But the biggest improvement of rail services to Stansted Airport will come, when and if Crossrail 2 is built, as this will make travel to the airport from all over London a lot easier, with just a single change at Tottenham Hale or Broxbourne.

I also wouldn’t be surprised to see some Crossrail 2 trains extended to Stansted. After all, the tracks exist and if the airport said to Transport for London, here’s a few million from our petty cash to run Crossrail 2 to Stansted, I’m sure TfL would oblige!

This would give Stansted Airport one-change services to Gatwick, Heathrow and Luton airports, Continental Rail Services and HS2.

Rail Links To Luton Airport

Luton Airport has its own Thameslink station at Luton Airport Parkway.

But also it has plans to expand, as is reported in this article in the Daily Mail, entitled Luton Airport reveals plans for direct rail line that would cut train journey from central London to just 20 minutes.

I think that Luton Airport could use something like Class 387/2 trains, as used on Gatwick Express with an IPEMU capability, so that they could use a branch line without any electrification to underneath the airport terminal.

Rail Links To Gatwick Airport

I found this article in TravelWeekly, which is entitled Gatwick outlines plans for a train departure to London every three minutes.

It gives a very good summary of the train services that will run to Gatwick after Thameslink is completed.

The planned hourly timetable would see:

•         Four dedicated Gatwick Express trains to Victoria
•         Six trains to Victoria – originating from East and West Coastway, Horsham/Littlehampton, and Three Bridges/Haywards Heath
•         Four trains to Bedford via London Bridge – originating from Gatwick and Brighton
•         Two trains to Cambridge via London Bridge – originating from Brighton
•         Two trains to Peterborough via London Bridge – originating from Horsham
•         Two trains to London Bridge – originating from Littlehampton/West Coastway, and Haywards Heath/Three Bridges.
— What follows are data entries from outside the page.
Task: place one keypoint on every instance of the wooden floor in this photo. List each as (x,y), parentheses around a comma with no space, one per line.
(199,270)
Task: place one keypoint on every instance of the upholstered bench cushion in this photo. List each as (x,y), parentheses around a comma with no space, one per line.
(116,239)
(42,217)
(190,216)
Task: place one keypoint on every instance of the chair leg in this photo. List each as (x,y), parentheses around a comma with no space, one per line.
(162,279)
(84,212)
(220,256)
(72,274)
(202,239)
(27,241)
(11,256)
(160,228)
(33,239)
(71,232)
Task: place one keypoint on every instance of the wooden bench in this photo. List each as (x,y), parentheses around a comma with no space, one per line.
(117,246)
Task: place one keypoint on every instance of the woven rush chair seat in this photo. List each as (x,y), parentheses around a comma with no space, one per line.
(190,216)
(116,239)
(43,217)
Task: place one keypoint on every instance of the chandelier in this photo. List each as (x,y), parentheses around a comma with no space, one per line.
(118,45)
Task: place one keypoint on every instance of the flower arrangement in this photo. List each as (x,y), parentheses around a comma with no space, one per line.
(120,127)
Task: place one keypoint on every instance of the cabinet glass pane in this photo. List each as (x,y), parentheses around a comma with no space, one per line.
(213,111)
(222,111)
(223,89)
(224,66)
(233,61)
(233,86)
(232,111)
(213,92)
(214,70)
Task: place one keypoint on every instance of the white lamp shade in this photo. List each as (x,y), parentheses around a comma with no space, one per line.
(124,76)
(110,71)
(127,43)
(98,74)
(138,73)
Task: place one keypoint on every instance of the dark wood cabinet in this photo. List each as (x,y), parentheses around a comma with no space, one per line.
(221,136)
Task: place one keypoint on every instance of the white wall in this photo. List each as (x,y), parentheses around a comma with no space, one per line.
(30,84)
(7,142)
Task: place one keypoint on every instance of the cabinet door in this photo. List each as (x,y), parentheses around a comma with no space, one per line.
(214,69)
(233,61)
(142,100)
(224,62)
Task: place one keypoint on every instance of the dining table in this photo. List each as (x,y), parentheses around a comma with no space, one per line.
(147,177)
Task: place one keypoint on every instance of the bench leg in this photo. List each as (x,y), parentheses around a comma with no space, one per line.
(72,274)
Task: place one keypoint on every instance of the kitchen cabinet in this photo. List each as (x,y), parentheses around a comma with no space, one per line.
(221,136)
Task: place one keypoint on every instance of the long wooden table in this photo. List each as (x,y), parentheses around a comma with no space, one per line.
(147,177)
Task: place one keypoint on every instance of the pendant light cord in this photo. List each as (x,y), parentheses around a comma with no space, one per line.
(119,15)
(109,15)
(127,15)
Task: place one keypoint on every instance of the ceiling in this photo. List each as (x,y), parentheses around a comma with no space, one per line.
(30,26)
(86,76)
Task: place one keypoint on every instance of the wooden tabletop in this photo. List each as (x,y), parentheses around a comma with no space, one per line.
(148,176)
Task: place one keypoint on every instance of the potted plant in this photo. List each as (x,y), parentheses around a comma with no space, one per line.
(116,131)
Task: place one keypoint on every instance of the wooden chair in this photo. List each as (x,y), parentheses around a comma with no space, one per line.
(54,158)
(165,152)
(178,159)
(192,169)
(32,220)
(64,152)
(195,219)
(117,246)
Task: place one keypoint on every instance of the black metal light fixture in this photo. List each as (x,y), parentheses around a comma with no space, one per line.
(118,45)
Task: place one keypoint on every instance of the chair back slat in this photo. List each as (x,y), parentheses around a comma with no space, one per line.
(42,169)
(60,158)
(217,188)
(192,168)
That is a total of twenty trains to and from London and beyond and most of the South Coast from Southampton to Hastings.

How many better rail-connected airports are there anywhere in the world?

The article also quotes Guy Stephenson, the Airport’s Chief Commercial Officer as saying.

The new high frequency service that will serve Gatwick will transform rail journeys for our passengers, with capacity doubling and a train to London every three minutes.

Crucially, the new trains will be much more reliable and will be stacked with amenities suited to the needs of air travellers.  Combined with robust new track and signalling systems, Gatwick’s passengers will experience a really pleasant and dependable service.

Overall, the improvements to Gatwick’s rail service means that 15 million people will be brought within 60 minutes of Gatwick by rail – the best reach of any UK airport,

Reading the article, you might think that Thameslink should be called Gatwicklink!

According to this Press Release on the Gatwick Airport web site, Gatwick Airport are going to spend £120.5million on updating the rail station. This is an architect’s impression of the new station.

GatwickAirport

I also think that Gatwick could extend their Gatwick Express services.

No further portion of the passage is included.